Fermilab and the LHC

photo

For more than two decades, Fermilab and its scientists have played a significant role in the Large Hadron Collider, particularly in the CMS experiment. Fermilab provides scientific, technical and organizational support for the hundreds of scientists and graduate students from 51 U.S. universities and laboratories that participate in the 2,900-member international CMS collaboration.

The LHC is the largest and the highest-energy particle accelerator in the world. It steers beams of particles on a collision course around a 17-mile ring located 300 feet underground and straddling the border of Switzerland and France. The beams collide at four designated collision points where experiments with multipurpose particle detectors register the collision products. Experiments at the LHC seek a greater understanding of nature by searching for new phenomena and particles and by investigating the properties of the particles and forces we know

Scientists working on the CMS experiment, together with scientists from the ATLAS experiment, announced the discovery of the Higgs boson in 2012. This discovery led to the 2013 Nobel Prize for physics being awarded to two theorists who had predicted the existence of the Higgs boson. Future discoveries might revolutionize our understanding of the universe.

When accelerated particles collide in the LHC, their kinetic energy can be converted into mass, meaning heavy particles that did not exist before the collisions can be created. Scientists can study these particles through their subsequent decays into lighter particles, which may decay into even lighter particles. All of this takes place in a split second, but CMS records data that allow scientists to piece together what happened. The LHC collides hundreds of millions of particles per second. Researchers create software that selects only the most interesting collisions, and they use those collisions to pick out difficult-to-uncover particles and phenomena. Scientists expect that some of these collisions may produce particles of dark matter or those predicted by theories beyond the Standard Model such as supersymmetry and extra dimensions.

Fermilab participated in the construction of the LHC accelerator and the CMS detector, contributing critical components such as the powerful magnets that focus beams into collision and many segments of the complex, 13,000-ton CMS detector. Fermilab scientists and engineers, in close collaboration with other U.S. research groups, are also actively building components for and conducting R&D towards future LHC accelerator and detector upgrades.

Fermilab hosts one of 11 Tier-1 computing centers that process data for the CMS experiment and support the research activities of scientists across the country and around the world. It also hosts a Remote Operations Center, where more than 100 scientists conduct thousands of hours of remote shifts for the CMS experiment each year, and the LHC Physics Center, a hub for CMS physics in the United States.

CMS

thumb

CMS is one of the two general-purpose experiments at the Large Hadron Collider at the European physics laboratory CERN. Its name stands for "Compact Muon Solenoid." The CMS detector investigates the results of particle collisions in search of new insights into the building blocks of the universe.


LHC Physics Center

thumb

The LHC Physics Center is a central location for physicists to participate in LHC research in the United States. It serves as a resource and analysis hub for the nearly 900 physicists and graduate students from 51 U.S. universities and laboratories that participate in the CMS experimental collaboration.

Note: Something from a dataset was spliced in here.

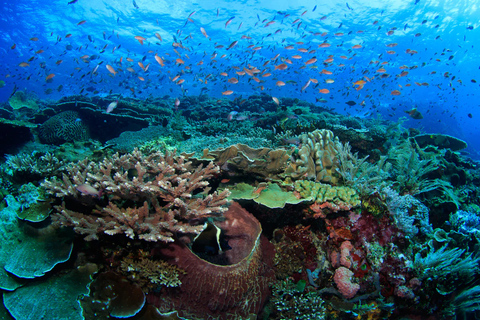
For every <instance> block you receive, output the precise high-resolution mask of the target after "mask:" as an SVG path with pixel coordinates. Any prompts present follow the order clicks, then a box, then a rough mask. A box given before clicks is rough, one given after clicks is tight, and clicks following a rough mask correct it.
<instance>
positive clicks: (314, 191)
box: [295, 180, 361, 207]
mask: <svg viewBox="0 0 480 320" xmlns="http://www.w3.org/2000/svg"><path fill="white" fill-rule="evenodd" d="M295 191H296V192H298V194H299V195H300V196H301V197H302V198H305V199H310V200H313V201H315V202H317V203H324V202H333V203H340V202H341V203H343V204H348V205H349V206H350V207H357V206H359V205H360V203H361V202H360V197H359V196H358V194H357V192H356V191H355V190H354V189H352V188H349V187H343V186H342V187H338V186H331V185H329V184H323V183H320V182H314V181H306V180H298V181H296V182H295Z"/></svg>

LHC Remote Operations Center

thumb

The LHC Remote Operations Center supports the operations of the CMS detector located 4,000 miles away in Cessy, France. The ROC allows US physicists and students to take detector monitoring shifts during US daytime hours, lessening the burden on CERN-based scientists to serve night shifts and helping US personnel fulfill their operational responsibilities in the CMS collaboration from an on-shore location.


Computing for colliders

thumb

Fermilab provides state of the art computing, networking, and storage solutions to support the incredible data transfer, processing, and archiving required by CMS. Fermilab Computing has built and operates the largest CMS Tier-1 computing center in the world. It is essential to the CMS experiment and provides analysis capabilities to the LHC Physics Center at Fermilab and U.S. universities involved in the experiment.